Monitoring of chemical feed accuracy and product efficacy has been needed since the inception of industrial water treatment. Over the course of history, many techniques have been employed. For chemical feed rate testing, color (how orange is my chromate treated water), added metal concentration (how much lithium or molybdenum am I measuring), and more recently fluorescent dye concentration (how much PTSA am I measuring) have all been employed successfully. In the case of product efficacy evaluation, performance-based monitoring has been the primary tool to distinguish between success and failure. Performance based testing can range from measurement of physical parameters such as approach temperature, temperature deltas, flow rates, pressure differentials and even visual inspection to chemical parameters such as delta phosphate, mass balance calculations, turbidity measurements and many other factors. It has long been the desire of the industry to be able to accurately measure actual individual chemical levels in circulating waters as a proxy for real time assessment of performance for mineral scale and corrosion control. Such measurement of scale and corrosion inhibitors can be achieved with existing techniques but with varying success.
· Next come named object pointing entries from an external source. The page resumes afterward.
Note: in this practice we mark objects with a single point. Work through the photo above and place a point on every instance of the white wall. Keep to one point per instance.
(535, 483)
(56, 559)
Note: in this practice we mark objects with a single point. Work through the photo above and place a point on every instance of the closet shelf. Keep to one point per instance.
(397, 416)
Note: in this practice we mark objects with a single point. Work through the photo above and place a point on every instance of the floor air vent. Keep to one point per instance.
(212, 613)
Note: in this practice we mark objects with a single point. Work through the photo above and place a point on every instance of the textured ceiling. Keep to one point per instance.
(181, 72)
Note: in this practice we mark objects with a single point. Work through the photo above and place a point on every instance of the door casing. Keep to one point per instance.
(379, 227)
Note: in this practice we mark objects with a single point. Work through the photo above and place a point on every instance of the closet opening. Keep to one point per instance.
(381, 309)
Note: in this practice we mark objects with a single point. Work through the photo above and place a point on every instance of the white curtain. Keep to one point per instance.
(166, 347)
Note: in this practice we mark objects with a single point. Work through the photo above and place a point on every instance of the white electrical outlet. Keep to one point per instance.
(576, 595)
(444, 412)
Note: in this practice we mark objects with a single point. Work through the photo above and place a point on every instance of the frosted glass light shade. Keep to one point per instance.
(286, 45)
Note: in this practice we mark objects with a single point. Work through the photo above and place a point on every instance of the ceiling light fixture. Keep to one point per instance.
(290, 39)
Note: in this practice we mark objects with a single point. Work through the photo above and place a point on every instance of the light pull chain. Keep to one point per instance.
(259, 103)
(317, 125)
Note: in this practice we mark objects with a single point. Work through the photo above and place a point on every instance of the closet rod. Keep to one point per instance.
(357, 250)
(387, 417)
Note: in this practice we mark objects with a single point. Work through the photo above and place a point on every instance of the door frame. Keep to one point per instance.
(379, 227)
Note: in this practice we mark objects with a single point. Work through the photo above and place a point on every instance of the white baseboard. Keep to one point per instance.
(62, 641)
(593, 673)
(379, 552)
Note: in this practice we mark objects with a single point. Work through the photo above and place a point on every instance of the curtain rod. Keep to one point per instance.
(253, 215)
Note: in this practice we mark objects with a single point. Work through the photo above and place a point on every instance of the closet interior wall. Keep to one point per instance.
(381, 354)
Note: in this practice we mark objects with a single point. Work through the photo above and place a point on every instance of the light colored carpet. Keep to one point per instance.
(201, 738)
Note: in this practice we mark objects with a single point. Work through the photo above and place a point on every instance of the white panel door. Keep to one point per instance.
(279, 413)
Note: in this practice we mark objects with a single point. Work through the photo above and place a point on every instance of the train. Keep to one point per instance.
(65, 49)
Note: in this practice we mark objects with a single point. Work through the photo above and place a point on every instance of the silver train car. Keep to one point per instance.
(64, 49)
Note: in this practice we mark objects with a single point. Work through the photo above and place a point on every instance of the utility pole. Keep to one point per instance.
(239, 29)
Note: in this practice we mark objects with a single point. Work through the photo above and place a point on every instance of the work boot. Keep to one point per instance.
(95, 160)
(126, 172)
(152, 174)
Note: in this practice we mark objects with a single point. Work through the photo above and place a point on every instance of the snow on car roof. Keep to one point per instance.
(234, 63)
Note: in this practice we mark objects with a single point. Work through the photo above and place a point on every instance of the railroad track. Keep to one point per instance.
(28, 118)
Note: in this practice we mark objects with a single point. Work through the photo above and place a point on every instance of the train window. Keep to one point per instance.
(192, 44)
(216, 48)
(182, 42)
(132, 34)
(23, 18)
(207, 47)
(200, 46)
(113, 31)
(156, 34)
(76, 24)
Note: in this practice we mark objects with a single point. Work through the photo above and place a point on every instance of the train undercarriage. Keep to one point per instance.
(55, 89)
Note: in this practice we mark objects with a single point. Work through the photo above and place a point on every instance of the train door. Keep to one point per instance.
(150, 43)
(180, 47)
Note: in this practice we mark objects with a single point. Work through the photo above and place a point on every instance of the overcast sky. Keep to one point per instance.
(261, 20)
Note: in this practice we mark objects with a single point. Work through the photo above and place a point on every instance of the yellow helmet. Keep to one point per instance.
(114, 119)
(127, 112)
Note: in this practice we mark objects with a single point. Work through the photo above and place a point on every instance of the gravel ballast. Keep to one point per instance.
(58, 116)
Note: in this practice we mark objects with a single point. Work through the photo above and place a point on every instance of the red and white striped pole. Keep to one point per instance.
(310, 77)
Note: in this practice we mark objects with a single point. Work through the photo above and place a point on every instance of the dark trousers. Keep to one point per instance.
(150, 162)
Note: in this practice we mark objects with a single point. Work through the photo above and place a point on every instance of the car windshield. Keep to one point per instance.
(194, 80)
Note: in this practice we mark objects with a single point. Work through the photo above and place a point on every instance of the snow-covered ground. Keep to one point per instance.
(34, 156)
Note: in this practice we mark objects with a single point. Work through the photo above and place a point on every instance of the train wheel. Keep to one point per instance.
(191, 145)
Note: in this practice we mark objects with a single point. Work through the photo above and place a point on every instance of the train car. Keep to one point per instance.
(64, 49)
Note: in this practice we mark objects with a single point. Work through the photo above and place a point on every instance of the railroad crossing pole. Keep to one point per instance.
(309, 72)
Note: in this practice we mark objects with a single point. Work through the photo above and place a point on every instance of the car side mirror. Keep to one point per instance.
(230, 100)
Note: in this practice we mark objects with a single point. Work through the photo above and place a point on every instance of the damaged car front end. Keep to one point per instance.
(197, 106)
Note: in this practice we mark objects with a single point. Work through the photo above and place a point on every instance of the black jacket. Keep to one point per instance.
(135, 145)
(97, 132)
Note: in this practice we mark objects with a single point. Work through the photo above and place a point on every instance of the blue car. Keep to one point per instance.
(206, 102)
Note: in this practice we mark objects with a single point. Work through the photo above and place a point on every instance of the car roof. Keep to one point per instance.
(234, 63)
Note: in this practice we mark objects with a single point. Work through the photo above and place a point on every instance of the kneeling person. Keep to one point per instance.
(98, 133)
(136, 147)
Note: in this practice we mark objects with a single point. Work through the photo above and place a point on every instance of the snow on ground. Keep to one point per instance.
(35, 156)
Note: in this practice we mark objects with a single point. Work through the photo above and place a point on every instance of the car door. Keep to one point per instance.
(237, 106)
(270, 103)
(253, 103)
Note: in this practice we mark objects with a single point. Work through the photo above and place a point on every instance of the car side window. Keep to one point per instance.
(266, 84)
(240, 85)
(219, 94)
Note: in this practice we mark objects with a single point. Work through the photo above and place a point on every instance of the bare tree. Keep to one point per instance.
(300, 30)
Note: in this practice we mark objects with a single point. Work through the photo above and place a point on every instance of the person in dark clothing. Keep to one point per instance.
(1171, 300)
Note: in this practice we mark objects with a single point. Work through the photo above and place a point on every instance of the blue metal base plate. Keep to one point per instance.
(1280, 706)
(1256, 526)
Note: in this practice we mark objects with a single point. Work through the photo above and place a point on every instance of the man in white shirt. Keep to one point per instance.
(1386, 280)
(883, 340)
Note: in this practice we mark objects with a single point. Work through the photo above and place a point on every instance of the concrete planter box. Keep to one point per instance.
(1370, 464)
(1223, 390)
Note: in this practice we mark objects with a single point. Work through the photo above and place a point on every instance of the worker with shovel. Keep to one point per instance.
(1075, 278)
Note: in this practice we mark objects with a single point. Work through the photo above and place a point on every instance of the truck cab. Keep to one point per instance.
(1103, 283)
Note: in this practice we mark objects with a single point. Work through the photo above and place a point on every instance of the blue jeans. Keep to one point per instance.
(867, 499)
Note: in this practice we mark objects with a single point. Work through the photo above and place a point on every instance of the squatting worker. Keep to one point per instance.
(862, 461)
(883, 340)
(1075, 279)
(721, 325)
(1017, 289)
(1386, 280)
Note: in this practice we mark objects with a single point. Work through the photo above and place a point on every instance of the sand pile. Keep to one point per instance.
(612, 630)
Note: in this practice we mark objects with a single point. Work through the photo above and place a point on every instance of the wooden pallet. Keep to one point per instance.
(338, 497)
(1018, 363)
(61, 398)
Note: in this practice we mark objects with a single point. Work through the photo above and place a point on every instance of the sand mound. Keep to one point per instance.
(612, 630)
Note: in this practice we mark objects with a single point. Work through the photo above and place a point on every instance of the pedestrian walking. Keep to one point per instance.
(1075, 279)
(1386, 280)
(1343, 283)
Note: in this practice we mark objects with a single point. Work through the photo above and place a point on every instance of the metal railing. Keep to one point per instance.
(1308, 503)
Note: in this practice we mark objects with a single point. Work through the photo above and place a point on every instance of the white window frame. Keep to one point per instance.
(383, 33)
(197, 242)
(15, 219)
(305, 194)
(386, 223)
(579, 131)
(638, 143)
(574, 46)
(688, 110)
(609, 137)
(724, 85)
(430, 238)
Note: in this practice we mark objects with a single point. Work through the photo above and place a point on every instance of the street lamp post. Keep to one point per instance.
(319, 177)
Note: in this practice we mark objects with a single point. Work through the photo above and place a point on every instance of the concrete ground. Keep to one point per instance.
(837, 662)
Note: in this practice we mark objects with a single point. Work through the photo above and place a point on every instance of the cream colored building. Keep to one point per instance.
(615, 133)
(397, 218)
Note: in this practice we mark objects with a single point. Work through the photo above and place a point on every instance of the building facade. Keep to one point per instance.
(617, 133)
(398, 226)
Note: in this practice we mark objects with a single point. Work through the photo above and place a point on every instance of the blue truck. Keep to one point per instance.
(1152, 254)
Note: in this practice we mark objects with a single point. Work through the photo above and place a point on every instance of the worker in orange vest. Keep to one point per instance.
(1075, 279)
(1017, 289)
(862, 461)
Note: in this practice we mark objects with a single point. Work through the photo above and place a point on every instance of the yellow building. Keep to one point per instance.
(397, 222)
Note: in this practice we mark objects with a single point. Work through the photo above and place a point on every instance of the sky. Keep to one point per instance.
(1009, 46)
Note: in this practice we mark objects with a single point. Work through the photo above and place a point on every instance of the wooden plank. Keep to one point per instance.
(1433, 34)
For instance, phosphate and polyphosphate mild steel inhibitors can be readily and accurately measured with simple colorimetric methods. On the other hand, measurement of phosphonates or polymers require cumbersome techniques that yield limited accuracy. One method that can overcome these limitations is the use of fluorescent tags which are covalently bound to the scale or corrosion inhibitor molecule. This allows measurement of the molecule in situ based upon the fluorescent characteristics of the tag. Polymers copolymerized with fluorescent monomers have been in use in the water treatment industry for over 20 years. However, these polymers have not been available to the broad market until recently. The aim of this paper is to provide an overview of tagged polymers and fluorescence technology, review extensive pilot cooling testing to demonstrate limits of functionality, and provide practical use guidance for where the technology should be and should not be relied upon.
Michael Standish is founder of Radical Polymers, LLC, a business designed to specifically develop and provide technologies to the independent water treatment community. Mike has over 35 years’ experience in water treatment additive design, development and evaluation. Prior to forming Radical Polymers, Mike served as Senior Business Manager for International Specialty Products and Global Business Manager for National Starch's Alco Chemical business. Mike has served on the Board of Directors of AWT and holds a BS in Chemistry and Masters in Business Administration from the University of Tennessee at Chattanooga.